Last words from Guardian editors

    It’s impossible to write any sort of farewell to the Guardian without an intertwined sense of saying goodbye to UCSD. It’s also impossible to try to think about what to write that could possibly be meaningful to anyone without slipping into well-worn clichés about how much I’ve learned and how much I’ll miss people. I have learned a lot, and I will miss people very much. But it’d be great to write something mildly compelling. It’d be great to say something about the reason that journalism is the best thing that ever happened to me.

    Like a lot of editors on staff, I’ve been working on newspapers for a long time. And like a lot of people who have worked on newspapers for a long time, I know about certain indefatigable struggles that all newspaper people have. There is never enough recognition for people who work really, really hard. There will always be someone willing to tell you that however hard you’ve worked, it isn’t hard enough. And there will always be a story that could have been better, irrespective of the interviews you gave, facts you dug up or time you spent.

    “So why let it bother you so much?” I’ve heard people say, in response to my being hurt over a nasty post on the Web board or a particularly harsh letter to the editor. In a way, this question and its variants are asked of journalists all the time and, in a way, the people asking these questions are right. With the rampant partisanship and slanted coverage that have come to exemplify the media, it’s hard to imagine why anyone would choose to care that much about something so riddled with problems, especially considering the aforementioned lack of recognition and not-uncommon lack of respect.

    And yet people do care. They care because they really love investigating and reporting and because they want to provide information for the people around them. And then there’s the thrill of seeing your name in print, of seeing kids in class scan an article you’ve written. In those moments, it’s easy to understand caring so much about something that seems so rife with problems. In those moments, you are passing on your ideas to someone else, and that’s kind of incredible.

    If I could have people take away one thing from reading my articles over the past three years, it would be, “Hey, this girl is really passionate about journalism.” Maybe that’s too selfish or maybe it’s too much to ask. So often, we at the Guardian are working just to have people read the paper, and when they do, we wind up defending ourselves against criticism for one thing or another, some of which may have been deserved.

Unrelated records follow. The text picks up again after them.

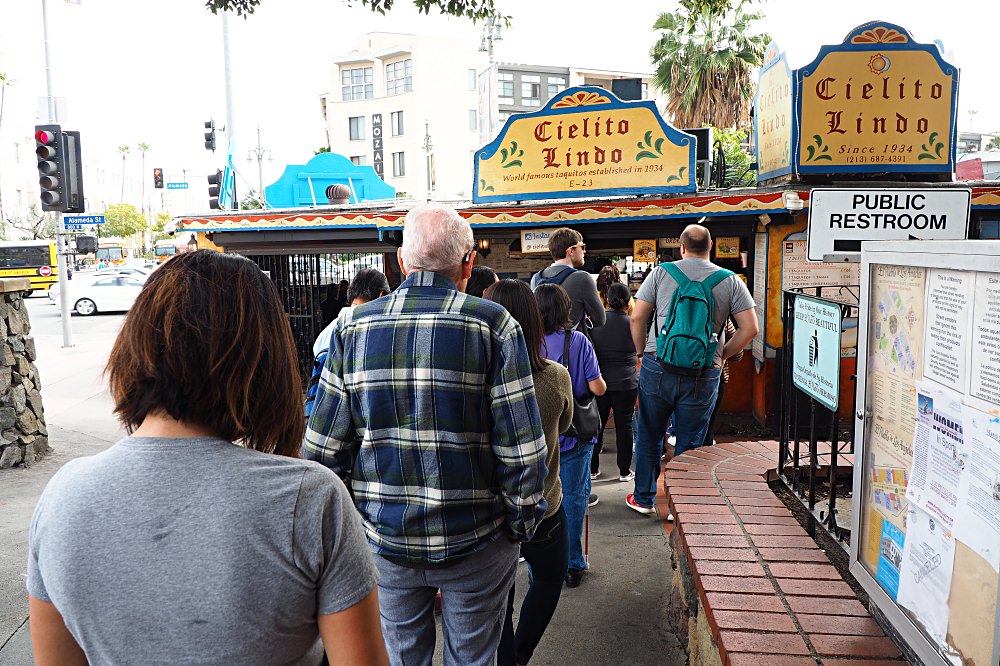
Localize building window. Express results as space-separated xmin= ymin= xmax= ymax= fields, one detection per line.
xmin=347 ymin=116 xmax=365 ymax=141
xmin=548 ymin=76 xmax=566 ymax=99
xmin=340 ymin=67 xmax=375 ymax=102
xmin=521 ymin=74 xmax=542 ymax=106
xmin=497 ymin=72 xmax=514 ymax=104
xmin=385 ymin=58 xmax=413 ymax=95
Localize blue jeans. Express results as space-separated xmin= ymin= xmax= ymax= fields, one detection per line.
xmin=497 ymin=506 xmax=569 ymax=666
xmin=559 ymin=441 xmax=594 ymax=571
xmin=374 ymin=534 xmax=518 ymax=666
xmin=635 ymin=354 xmax=721 ymax=507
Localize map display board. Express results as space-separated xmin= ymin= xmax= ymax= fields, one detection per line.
xmin=851 ymin=241 xmax=1000 ymax=666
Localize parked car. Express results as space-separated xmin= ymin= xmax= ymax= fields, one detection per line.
xmin=49 ymin=274 xmax=146 ymax=317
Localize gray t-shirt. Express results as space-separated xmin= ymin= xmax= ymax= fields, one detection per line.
xmin=635 ymin=257 xmax=754 ymax=367
xmin=28 ymin=437 xmax=377 ymax=665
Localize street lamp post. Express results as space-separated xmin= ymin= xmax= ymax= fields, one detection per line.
xmin=424 ymin=120 xmax=434 ymax=201
xmin=247 ymin=125 xmax=274 ymax=208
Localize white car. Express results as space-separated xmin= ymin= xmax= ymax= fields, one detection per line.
xmin=49 ymin=273 xmax=146 ymax=317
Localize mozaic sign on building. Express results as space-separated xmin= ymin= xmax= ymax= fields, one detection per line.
xmin=472 ymin=86 xmax=697 ymax=203
xmin=795 ymin=21 xmax=958 ymax=176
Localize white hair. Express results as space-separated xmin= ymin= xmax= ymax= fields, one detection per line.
xmin=402 ymin=204 xmax=475 ymax=275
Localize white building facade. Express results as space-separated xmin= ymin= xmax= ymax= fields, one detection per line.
xmin=322 ymin=33 xmax=653 ymax=200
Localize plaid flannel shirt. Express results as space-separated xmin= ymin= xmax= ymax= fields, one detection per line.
xmin=302 ymin=272 xmax=546 ymax=564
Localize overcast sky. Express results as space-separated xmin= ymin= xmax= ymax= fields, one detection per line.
xmin=0 ymin=0 xmax=1000 ymax=196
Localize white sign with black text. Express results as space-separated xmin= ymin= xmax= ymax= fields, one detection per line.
xmin=808 ymin=188 xmax=972 ymax=261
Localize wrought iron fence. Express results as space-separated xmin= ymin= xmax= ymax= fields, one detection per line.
xmin=778 ymin=285 xmax=860 ymax=548
xmin=240 ymin=254 xmax=385 ymax=382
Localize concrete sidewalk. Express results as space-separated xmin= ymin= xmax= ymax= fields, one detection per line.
xmin=0 ymin=304 xmax=686 ymax=666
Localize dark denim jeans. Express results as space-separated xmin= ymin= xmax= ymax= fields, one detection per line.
xmin=635 ymin=354 xmax=721 ymax=507
xmin=590 ymin=389 xmax=638 ymax=476
xmin=497 ymin=506 xmax=569 ymax=666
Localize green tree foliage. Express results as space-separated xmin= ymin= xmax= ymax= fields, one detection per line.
xmin=205 ymin=0 xmax=506 ymax=21
xmin=101 ymin=204 xmax=148 ymax=238
xmin=650 ymin=0 xmax=770 ymax=127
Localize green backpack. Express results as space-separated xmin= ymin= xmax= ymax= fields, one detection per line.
xmin=656 ymin=263 xmax=733 ymax=371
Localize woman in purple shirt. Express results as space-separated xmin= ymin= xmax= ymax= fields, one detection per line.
xmin=535 ymin=284 xmax=607 ymax=587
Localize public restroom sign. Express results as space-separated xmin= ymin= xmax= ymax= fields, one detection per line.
xmin=472 ymin=86 xmax=697 ymax=203
xmin=795 ymin=22 xmax=958 ymax=174
xmin=753 ymin=42 xmax=795 ymax=181
xmin=807 ymin=189 xmax=972 ymax=261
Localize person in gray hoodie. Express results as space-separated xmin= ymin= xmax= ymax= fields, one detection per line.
xmin=531 ymin=227 xmax=606 ymax=337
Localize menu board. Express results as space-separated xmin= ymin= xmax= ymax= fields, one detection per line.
xmin=856 ymin=255 xmax=1000 ymax=666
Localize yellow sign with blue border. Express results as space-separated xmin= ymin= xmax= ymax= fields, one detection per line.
xmin=795 ymin=21 xmax=958 ymax=174
xmin=472 ymin=86 xmax=697 ymax=203
xmin=754 ymin=42 xmax=795 ymax=180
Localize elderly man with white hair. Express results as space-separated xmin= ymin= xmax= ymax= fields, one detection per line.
xmin=303 ymin=205 xmax=546 ymax=666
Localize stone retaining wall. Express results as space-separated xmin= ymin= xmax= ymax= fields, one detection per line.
xmin=0 ymin=278 xmax=51 ymax=469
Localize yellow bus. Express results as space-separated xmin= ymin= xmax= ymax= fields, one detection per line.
xmin=97 ymin=242 xmax=128 ymax=267
xmin=0 ymin=240 xmax=59 ymax=295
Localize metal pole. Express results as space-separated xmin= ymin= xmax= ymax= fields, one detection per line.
xmin=222 ymin=12 xmax=236 ymax=149
xmin=42 ymin=0 xmax=73 ymax=347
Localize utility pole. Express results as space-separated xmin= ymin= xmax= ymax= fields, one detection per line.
xmin=42 ymin=0 xmax=73 ymax=347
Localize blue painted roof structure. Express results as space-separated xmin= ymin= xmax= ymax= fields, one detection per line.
xmin=264 ymin=153 xmax=396 ymax=208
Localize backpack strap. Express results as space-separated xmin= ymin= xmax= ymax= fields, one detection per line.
xmin=701 ymin=268 xmax=733 ymax=291
xmin=660 ymin=261 xmax=691 ymax=287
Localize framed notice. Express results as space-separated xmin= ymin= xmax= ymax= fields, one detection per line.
xmin=632 ymin=238 xmax=656 ymax=263
xmin=851 ymin=240 xmax=1000 ymax=666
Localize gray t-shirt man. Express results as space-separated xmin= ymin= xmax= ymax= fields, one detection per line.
xmin=28 ymin=437 xmax=377 ymax=666
xmin=635 ymin=257 xmax=754 ymax=367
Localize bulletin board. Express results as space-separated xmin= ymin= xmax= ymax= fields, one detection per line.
xmin=851 ymin=240 xmax=1000 ymax=666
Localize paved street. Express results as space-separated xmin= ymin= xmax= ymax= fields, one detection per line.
xmin=0 ymin=296 xmax=686 ymax=666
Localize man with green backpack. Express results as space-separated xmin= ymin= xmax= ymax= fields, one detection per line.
xmin=625 ymin=224 xmax=758 ymax=520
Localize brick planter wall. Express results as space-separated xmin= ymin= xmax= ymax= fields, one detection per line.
xmin=0 ymin=278 xmax=51 ymax=469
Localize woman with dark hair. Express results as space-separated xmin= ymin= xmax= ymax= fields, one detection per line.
xmin=597 ymin=264 xmax=635 ymax=314
xmin=484 ymin=280 xmax=573 ymax=666
xmin=590 ymin=282 xmax=639 ymax=483
xmin=27 ymin=250 xmax=388 ymax=666
xmin=535 ymin=284 xmax=607 ymax=587
xmin=465 ymin=266 xmax=500 ymax=298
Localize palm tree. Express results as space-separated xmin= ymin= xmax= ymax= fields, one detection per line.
xmin=136 ymin=141 xmax=149 ymax=216
xmin=0 ymin=72 xmax=14 ymax=224
xmin=118 ymin=146 xmax=129 ymax=203
xmin=650 ymin=0 xmax=770 ymax=128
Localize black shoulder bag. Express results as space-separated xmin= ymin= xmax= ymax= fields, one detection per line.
xmin=562 ymin=331 xmax=601 ymax=439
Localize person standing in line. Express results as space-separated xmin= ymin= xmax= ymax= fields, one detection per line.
xmin=590 ymin=282 xmax=639 ymax=483
xmin=535 ymin=278 xmax=608 ymax=587
xmin=303 ymin=205 xmax=546 ymax=666
xmin=485 ymin=280 xmax=573 ymax=666
xmin=625 ymin=224 xmax=758 ymax=520
xmin=465 ymin=266 xmax=500 ymax=298
xmin=531 ymin=227 xmax=604 ymax=336
xmin=27 ymin=250 xmax=388 ymax=666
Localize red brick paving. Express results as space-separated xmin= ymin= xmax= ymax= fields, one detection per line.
xmin=658 ymin=442 xmax=903 ymax=666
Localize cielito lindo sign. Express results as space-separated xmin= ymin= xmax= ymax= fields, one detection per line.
xmin=753 ymin=42 xmax=795 ymax=181
xmin=795 ymin=21 xmax=958 ymax=174
xmin=472 ymin=86 xmax=697 ymax=203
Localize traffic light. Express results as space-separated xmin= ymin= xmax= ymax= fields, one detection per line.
xmin=208 ymin=170 xmax=222 ymax=210
xmin=35 ymin=125 xmax=84 ymax=213
xmin=205 ymin=120 xmax=215 ymax=153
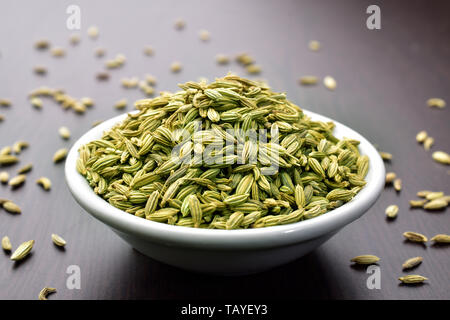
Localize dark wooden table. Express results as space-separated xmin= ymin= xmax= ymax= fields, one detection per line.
xmin=0 ymin=0 xmax=450 ymax=299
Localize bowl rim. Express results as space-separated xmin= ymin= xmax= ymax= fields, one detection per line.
xmin=65 ymin=109 xmax=385 ymax=250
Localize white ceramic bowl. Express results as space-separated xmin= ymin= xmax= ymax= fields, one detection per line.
xmin=65 ymin=111 xmax=385 ymax=275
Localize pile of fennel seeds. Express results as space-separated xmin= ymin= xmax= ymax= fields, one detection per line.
xmin=77 ymin=74 xmax=369 ymax=229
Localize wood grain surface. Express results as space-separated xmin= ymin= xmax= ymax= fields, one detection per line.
xmin=0 ymin=0 xmax=450 ymax=299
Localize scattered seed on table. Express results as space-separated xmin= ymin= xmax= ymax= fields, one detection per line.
xmin=409 ymin=200 xmax=427 ymax=208
xmin=2 ymin=236 xmax=12 ymax=251
xmin=425 ymin=191 xmax=444 ymax=201
xmin=0 ymin=171 xmax=9 ymax=184
xmin=53 ymin=148 xmax=67 ymax=163
xmin=394 ymin=178 xmax=402 ymax=191
xmin=431 ymin=234 xmax=450 ymax=243
xmin=8 ymin=174 xmax=27 ymax=188
xmin=52 ymin=233 xmax=66 ymax=247
xmin=87 ymin=26 xmax=99 ymax=39
xmin=245 ymin=64 xmax=262 ymax=74
xmin=386 ymin=172 xmax=397 ymax=184
xmin=38 ymin=287 xmax=56 ymax=300
xmin=30 ymin=97 xmax=44 ymax=109
xmin=10 ymin=240 xmax=34 ymax=261
xmin=402 ymin=257 xmax=423 ymax=270
xmin=236 ymin=53 xmax=254 ymax=66
xmin=170 ymin=61 xmax=182 ymax=73
xmin=386 ymin=204 xmax=398 ymax=219
xmin=36 ymin=177 xmax=52 ymax=191
xmin=144 ymin=46 xmax=155 ymax=57
xmin=33 ymin=66 xmax=47 ymax=75
xmin=50 ymin=47 xmax=66 ymax=58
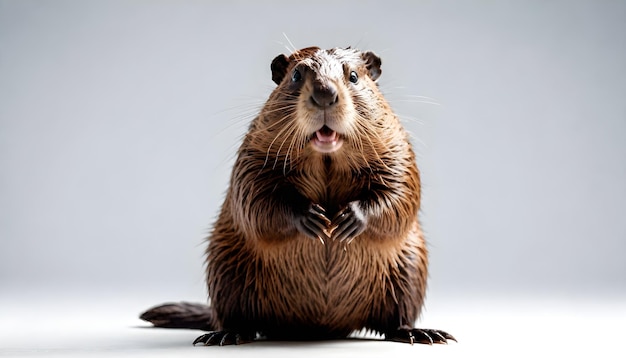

    But maybe that ideal critique isn’t so impossible, because regardless of people who thought I was too liberal, too offensive or too defiant of set standards, I never felt that people were accusing me of not caring.

    “Don’t be bitter,” my friend Vince said in regard to writing my senior sendoff. He should probably know, because in addition to being a great roommate and friend, Vince was a wonderful editor in chief and is a great journalist.

    I’m not bitter. In fact, I’m grateful, because working at the Guardian reinforced all of the things I wanted to believe about working for a newspaper.

    The purpose of journalism is not to persuade, but rather to inform. It’s to learn as much as you can about the people and places and ideas around you, and to try to mold that into some presentable truth.

    I’ve loved learning about San Diego and UCSD while on campus. And I’ve loved learning about how to be a better writer, editor and friend.

    Thanks to Vince, Bill, Josh, Charlie and Lauren for the leadership and friendship, and for allowing me to bitch. To the Tuesday-night Hiatus crew, I wouldn’t have wanted to spend my late-night production sessions with anyone else. Short kids really are cool. Cyn City, you’re a dreamboat. Rachel, I can’t thank you enough for every shred of sanity you enabled me to have. Mike and Michael — this paper could not run without you.

    It’s easy to be bitter when you look back at something that took so much out of you. I can’t deny the fact that there were a lot of nights at the production office where I just wanted to go home nor could I say that I never had problems with the way things were run or how people were treated.

    But for everything that newspaper took out of me, I gave a lot back. I worked really hard on every article I wrote, and I tried my best to be a responsible, discerning editor.

    It’s all anyone can do to show up every day and work hard. The great thing about journalism is that in addition to showing up and working hard, the people who work on newspapers are really passionate about what they do.

    I’ve been very proud to spend my time at UCSD working at the Guardian because of all of the passionate people I have met and all of the time I have spent surrounded by people who really cared.

    If there’s one thing that I’ve taken away from working at the Guardian, it’s the realization, “Wow, these kids are working hard to put out the best paper they can for the students around them. And they are really passionate about journalism.” It’s been such a rewarding experience the whole way through.